La primera media hora de Zombies party es -puedo prometer y prometo- un rato grandioso de cine. De lo mejor que ha caído por aquí en los últimos meses. ¿En qué se diferencian los zombis verdaderos, resucitados de la muerte, con sus andares espásticos y sus jetos inexpresivos, de los zombies cotidianos, resucitados del sueño, con sus andares patosos y sus ojeras como berenjenas, que llenan cada mañana los autobuses y las líneas de metro? En casi nada, realmente. Quizá, tan solo, en el olor, si has tenido el tiempo y la decencia de ducharte. Es ésta una reflexión simple, al alcance de cualquiera que se diga observador de lo humano, pero que en la cabeza de estos dos comediantes se transforma en un chascarrillo genial. Y además lo sostienen durante media hora completa: la aventura de este tontaina encarnado por el propio Pegg, que se conduce por un día cualquiera sin darse cuenta de que a su alrededor se está desencadenando el apocalipis zombi. Una ocurrencia que te planta la sonrisa en la cara y la admiración en el intelecto. Y la envidia, cochina, en las entrañas. 

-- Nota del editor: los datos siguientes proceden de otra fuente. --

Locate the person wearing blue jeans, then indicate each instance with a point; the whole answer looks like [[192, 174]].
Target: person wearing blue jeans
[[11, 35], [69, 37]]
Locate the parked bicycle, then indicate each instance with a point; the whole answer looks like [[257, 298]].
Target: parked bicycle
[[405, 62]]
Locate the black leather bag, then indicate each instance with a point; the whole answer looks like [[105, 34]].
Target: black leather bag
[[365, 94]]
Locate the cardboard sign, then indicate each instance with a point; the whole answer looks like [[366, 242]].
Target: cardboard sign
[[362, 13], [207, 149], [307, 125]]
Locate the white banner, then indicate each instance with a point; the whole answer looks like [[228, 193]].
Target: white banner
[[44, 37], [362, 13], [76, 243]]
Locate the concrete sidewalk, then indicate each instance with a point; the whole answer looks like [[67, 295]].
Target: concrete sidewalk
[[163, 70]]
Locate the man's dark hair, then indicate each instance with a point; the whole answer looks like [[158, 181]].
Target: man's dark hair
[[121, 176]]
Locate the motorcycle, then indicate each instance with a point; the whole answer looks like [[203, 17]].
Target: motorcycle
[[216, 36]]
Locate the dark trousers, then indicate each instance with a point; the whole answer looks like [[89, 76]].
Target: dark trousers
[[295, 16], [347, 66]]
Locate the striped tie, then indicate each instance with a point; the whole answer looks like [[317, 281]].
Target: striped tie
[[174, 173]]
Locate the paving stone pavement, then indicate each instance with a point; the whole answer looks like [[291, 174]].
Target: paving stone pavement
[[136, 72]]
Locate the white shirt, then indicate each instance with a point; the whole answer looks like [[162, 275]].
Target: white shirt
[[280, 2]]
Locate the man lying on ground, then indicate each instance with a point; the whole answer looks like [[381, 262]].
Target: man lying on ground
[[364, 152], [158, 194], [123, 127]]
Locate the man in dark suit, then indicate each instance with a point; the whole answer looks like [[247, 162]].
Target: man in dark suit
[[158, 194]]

Luego, para alivio de las entrañas, la película se deja llevar por el camino fácil de las persecuciones, de las peleas a muerte con los muertos, del gore simpaticón que llena la pantalla de vísceras aprovechando que andabas echándote unas risas. Porque te sigues riendo, sí, pero menos. Este último rato tontorrón ya lo habíamos visto en Abierto hasta el amanecer, o en Planet Terror, o en la más reciente Bienvenidos a Zombieland. Solo que en la primera película salía Salma Hayek provocando erecciones, y en la segunda Rose McGowan sembrando desmayos, y en la tercera Emma Stone destrozando corazones. En cambio, en ésta de Zombies party, quizá en el fallo más garrafal de su planteamiento, no hay ninguna mujer que esté a la altura de nuestro deseo. Un borrón imperdonable.